Do sanctions on Iran work?

It all depends how one defines "work," I suppose.

The goal of United Nations and U.S. sanctions is to persuade Iran to give up its suspected drive for a nuclear weapon, and halt what the State Department says is its support for terrorist groups such as Lebanon-based Hezbollah. On that score, clearly the sanctions haven't achieved their intended goal. And after just spending two weeks in Iran, it's unclear to me that Iran will ever give up the nuclear option — or, at least that it will do so as a response to pressure.

It's harder to measure whether the sanctions have achieved their more immediate target: cutting off Iran's access to sophisticated military and nuclear technology, and to the U.S.-dominated international financial system. My guess is that the answer here is a qualified yes — that is, the sanctions have raised Iran's cost of doing business in these areas considerably.

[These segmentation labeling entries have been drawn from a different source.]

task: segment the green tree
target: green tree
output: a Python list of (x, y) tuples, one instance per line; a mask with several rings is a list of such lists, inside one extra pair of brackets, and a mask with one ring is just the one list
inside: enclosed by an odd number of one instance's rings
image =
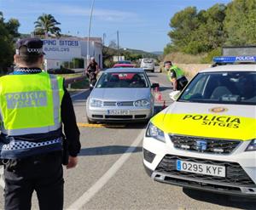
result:
[(234, 0), (228, 4), (224, 30), (227, 45), (256, 43), (256, 0)]
[(18, 28), (20, 23), (15, 19), (5, 22), (3, 14), (0, 12), (0, 71), (6, 72), (13, 64), (15, 38), (20, 36)]
[(225, 9), (224, 4), (215, 4), (207, 10), (197, 12), (196, 8), (189, 7), (177, 13), (171, 19), (172, 43), (166, 46), (165, 53), (177, 50), (196, 54), (221, 46), (225, 40)]
[(183, 51), (191, 42), (192, 31), (198, 28), (199, 24), (195, 7), (189, 7), (175, 14), (170, 22), (172, 31), (168, 33), (172, 45)]
[(38, 20), (34, 22), (35, 24), (35, 33), (39, 35), (48, 36), (49, 32), (52, 35), (57, 37), (61, 36), (61, 28), (58, 25), (61, 25), (53, 15), (43, 14), (38, 18)]

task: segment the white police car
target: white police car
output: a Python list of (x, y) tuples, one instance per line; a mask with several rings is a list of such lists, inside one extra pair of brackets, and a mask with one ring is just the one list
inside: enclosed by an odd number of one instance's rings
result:
[[(247, 60), (218, 62), (241, 59)], [(148, 125), (148, 173), (162, 183), (255, 197), (256, 65), (207, 69), (178, 94)]]

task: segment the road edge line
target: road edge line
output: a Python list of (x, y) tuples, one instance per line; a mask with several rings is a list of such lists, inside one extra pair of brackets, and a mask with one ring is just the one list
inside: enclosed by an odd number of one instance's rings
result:
[(77, 199), (69, 207), (68, 210), (79, 209), (83, 207), (90, 199), (110, 180), (112, 177), (120, 169), (124, 163), (128, 160), (137, 146), (143, 139), (145, 128), (138, 134), (137, 139), (126, 150), (126, 151), (112, 165), (112, 167), (79, 199)]

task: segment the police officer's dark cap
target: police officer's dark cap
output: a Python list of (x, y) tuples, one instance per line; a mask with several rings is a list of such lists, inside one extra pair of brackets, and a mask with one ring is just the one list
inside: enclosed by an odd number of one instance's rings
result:
[[(16, 54), (27, 54), (27, 55), (41, 55), (44, 54), (43, 51), (44, 42), (39, 38), (23, 38), (16, 43)], [(26, 47), (26, 50), (20, 50), (22, 46)]]

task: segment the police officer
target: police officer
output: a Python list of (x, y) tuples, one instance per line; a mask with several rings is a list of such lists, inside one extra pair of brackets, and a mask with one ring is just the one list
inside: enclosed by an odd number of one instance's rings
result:
[(14, 59), (13, 74), (0, 78), (4, 208), (30, 209), (35, 190), (40, 209), (62, 209), (62, 124), (67, 168), (77, 165), (81, 147), (72, 100), (63, 78), (41, 69), (43, 41), (18, 41)]
[(177, 66), (172, 65), (172, 61), (165, 62), (165, 69), (167, 71), (169, 80), (172, 82), (173, 90), (183, 90), (188, 83), (184, 72)]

How about Iran's oil and gas industry, the country's prime income earner? Iran is badly in need of foreign investment and technology — $120 billion worth, by one estimate I read — and keeping international energy firms out of Iran is a prime goal of U.S. government policy. Is it working?

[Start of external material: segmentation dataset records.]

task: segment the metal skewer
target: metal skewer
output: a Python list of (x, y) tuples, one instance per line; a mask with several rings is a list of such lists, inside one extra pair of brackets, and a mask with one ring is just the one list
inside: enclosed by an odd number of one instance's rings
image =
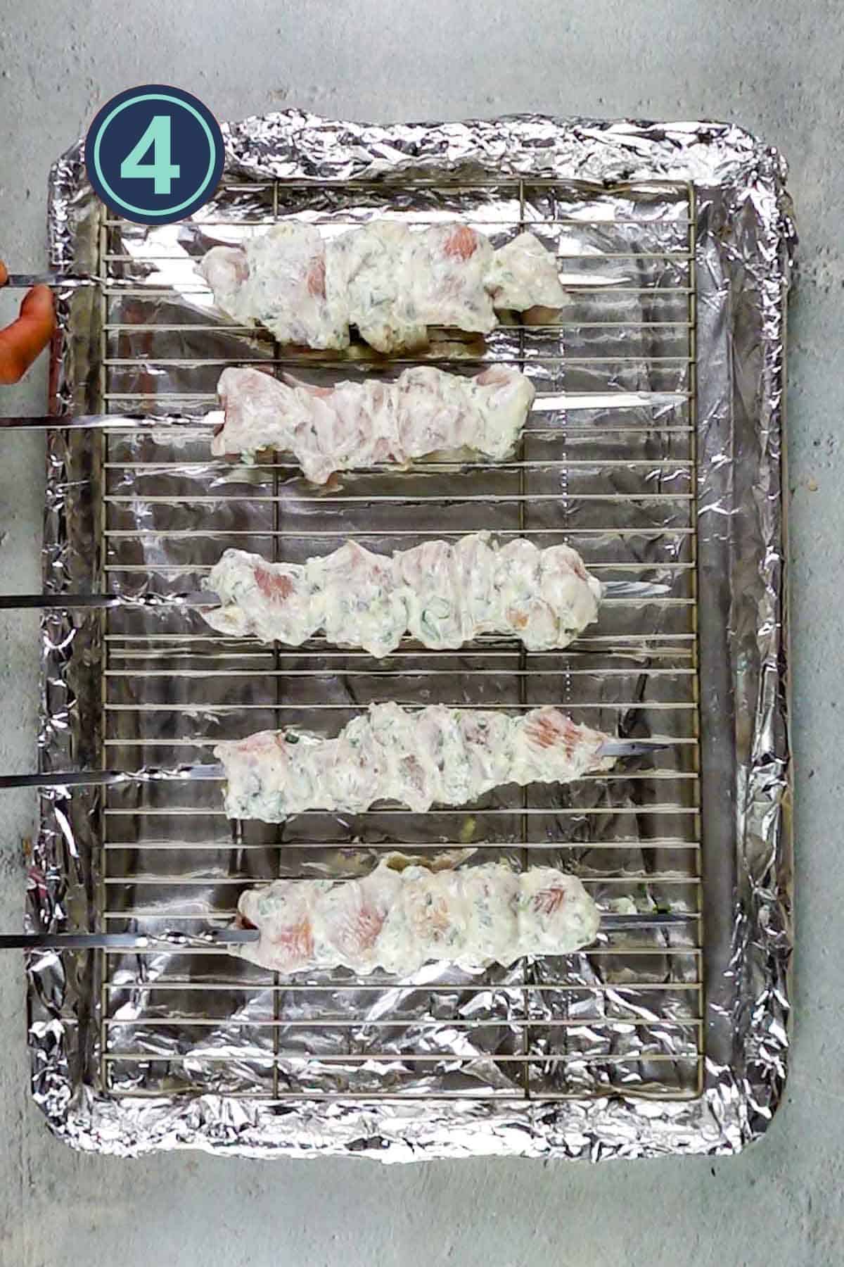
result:
[(210, 590), (186, 594), (0, 594), (0, 611), (37, 607), (42, 611), (72, 611), (81, 607), (219, 607), (220, 595)]
[(147, 431), (161, 431), (170, 426), (205, 427), (208, 431), (215, 431), (219, 427), (219, 416), (213, 418), (210, 414), (162, 414), (151, 418), (147, 413), (84, 413), (76, 417), (70, 413), (44, 413), (0, 418), (0, 428), (5, 431), (86, 431), (96, 427), (108, 431), (110, 427), (123, 430), (127, 426)]
[[(668, 740), (612, 739), (604, 744), (597, 755), (601, 758), (647, 756), (667, 748), (671, 748)], [(95, 788), (125, 783), (177, 783), (180, 780), (224, 783), (225, 768), (220, 764), (211, 764), (177, 765), (172, 769), (153, 767), (146, 770), (44, 770), (38, 774), (1, 774), (0, 791), (4, 788)]]
[[(604, 583), (607, 598), (658, 597), (668, 593), (669, 585), (649, 580), (609, 580)], [(201, 589), (183, 594), (0, 594), (0, 612), (16, 608), (42, 611), (73, 611), (76, 608), (110, 607), (185, 607), (202, 609), (221, 607), (223, 599), (213, 590)]]
[(94, 274), (10, 272), (6, 279), (6, 286), (20, 290), (29, 290), (30, 286), (72, 286), (73, 289), (78, 289), (80, 286), (104, 286), (106, 281), (109, 285), (113, 285), (119, 279), (97, 277)]
[[(601, 933), (638, 933), (674, 929), (697, 919), (691, 912), (601, 915)], [(258, 929), (213, 929), (209, 933), (13, 933), (0, 935), (0, 950), (164, 950), (248, 945), (258, 941)]]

To find out, I spent 2 1/2 hours in Tehran last week with Hojatollah Ghanimi Fard, from the National Iranian Oil Company.

Fard — you can see his photo here — manages to be both friendly and fiesty at the same time. He holds the title of Vice President for Investment Affairs. From the U.S. perspective, he might as well be Vice President for Getting Around the Sanctions.

We discussed, and debated, oil, sanctions, U.S. policy toward Iran, the 1980-81 seizure of the U.S. Embassy in Tehran and a lot else besides.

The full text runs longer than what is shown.